A four month old Indian Rhinoceros that was conceived though artificial insemination was found dead Friday, October 18, 2013 at the Montgomery Zoo in Alabama. The baby rhino, named Ethan, was the “first known calf, of any rhino species in the US, to be produced by (artificial insemination) and be born and thrive in captivity”, according to the Cincinnati Zoo that worked with the Montgomery Zoo on the insemination experiment. The calf was named after Ethan Gilman, the Alabama boy rescued by the FBI in February after being held hostage during a six-day standoff in Midland City. Apparently the boy loved visiting Montgomery Zoo and bonded with the calf’s mother, who was pregnant at the time.
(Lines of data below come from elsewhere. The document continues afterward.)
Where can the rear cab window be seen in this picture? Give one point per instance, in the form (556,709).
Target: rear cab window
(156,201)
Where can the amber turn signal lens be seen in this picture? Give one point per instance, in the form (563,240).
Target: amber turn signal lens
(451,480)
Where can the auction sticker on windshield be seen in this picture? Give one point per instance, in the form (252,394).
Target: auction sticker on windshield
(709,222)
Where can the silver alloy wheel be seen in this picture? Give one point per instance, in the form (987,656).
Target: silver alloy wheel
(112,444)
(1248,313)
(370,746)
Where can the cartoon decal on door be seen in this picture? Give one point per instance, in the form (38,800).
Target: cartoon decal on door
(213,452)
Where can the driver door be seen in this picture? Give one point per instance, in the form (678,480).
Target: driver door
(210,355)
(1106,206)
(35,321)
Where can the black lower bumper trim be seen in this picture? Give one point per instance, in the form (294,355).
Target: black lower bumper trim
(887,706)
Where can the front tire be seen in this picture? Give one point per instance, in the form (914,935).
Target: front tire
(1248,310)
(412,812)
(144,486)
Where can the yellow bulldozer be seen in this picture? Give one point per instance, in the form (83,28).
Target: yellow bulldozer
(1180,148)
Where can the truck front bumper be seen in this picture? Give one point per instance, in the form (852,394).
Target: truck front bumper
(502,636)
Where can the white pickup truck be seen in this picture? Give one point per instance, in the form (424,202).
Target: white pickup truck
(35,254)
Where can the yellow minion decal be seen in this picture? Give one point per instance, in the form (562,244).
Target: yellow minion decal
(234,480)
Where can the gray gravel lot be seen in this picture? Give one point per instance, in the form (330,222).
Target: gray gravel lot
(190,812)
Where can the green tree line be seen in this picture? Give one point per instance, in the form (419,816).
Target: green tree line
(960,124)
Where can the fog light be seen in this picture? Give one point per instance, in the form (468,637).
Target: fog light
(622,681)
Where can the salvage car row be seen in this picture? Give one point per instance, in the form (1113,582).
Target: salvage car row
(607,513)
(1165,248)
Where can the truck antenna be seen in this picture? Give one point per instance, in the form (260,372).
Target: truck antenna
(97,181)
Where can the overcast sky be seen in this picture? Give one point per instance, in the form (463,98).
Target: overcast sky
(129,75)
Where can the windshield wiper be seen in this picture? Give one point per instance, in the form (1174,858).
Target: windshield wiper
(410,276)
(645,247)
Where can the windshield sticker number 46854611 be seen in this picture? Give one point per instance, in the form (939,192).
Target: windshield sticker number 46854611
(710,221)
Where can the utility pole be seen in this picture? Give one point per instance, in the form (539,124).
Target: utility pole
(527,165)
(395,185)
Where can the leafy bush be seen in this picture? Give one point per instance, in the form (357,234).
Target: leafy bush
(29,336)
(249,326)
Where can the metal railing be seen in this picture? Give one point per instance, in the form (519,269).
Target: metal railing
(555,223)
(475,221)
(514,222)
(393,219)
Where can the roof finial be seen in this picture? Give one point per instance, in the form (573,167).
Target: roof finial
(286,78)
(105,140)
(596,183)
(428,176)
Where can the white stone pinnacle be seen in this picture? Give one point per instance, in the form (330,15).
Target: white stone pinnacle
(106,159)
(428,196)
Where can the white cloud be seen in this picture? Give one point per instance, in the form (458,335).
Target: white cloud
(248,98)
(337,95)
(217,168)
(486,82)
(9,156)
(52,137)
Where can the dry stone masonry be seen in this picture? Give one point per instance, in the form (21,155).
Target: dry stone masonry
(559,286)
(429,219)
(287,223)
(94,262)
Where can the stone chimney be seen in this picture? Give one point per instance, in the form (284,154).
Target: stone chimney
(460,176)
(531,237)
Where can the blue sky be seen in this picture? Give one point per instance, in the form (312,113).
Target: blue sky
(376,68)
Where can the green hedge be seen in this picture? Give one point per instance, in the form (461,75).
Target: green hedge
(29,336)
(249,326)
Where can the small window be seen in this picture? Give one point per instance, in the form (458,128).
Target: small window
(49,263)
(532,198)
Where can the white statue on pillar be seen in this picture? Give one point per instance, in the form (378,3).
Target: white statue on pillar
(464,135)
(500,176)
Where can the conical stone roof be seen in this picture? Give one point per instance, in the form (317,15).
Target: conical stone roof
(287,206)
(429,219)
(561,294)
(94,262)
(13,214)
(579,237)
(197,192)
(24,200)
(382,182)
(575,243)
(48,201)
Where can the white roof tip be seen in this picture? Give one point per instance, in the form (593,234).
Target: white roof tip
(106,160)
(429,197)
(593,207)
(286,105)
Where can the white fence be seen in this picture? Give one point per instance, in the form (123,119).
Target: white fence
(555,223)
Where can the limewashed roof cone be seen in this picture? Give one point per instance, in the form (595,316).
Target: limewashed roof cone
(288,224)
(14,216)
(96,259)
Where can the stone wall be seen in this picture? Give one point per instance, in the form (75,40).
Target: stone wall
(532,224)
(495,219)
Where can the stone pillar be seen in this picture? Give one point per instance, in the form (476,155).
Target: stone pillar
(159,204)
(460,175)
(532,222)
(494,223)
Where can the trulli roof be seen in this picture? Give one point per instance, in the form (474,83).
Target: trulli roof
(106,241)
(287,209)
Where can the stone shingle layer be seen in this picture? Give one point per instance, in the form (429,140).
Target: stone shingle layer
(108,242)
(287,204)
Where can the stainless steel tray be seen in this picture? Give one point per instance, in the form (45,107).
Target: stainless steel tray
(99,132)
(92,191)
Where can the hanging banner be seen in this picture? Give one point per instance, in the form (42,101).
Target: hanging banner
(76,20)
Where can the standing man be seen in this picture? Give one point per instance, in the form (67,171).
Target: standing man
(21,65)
The Indian Rhinoceros is an herbivore found in northern India and Nepal. It can weigh as much as 4,400 pounds and grow to a length of 12.5 feet. Sadly, the Indian Rhino’s horn, like other rhinoceros species, is highly coveted in places like China and Hong Kong for medicinal uses and in North Africa and the Middle East for handles on ornamental daggers. As a result, the Indian Rhino is an endangered species with only about 2000 individuals remaining in the wild due to illegal poaching activities
At this time, it is not known why the baby rhino died. According to Sharah McKemey, a zoo spokeswoman, Ethan’s death was “sudden and unexpected”. A necropsy (autopsy for animals) is currently being planned.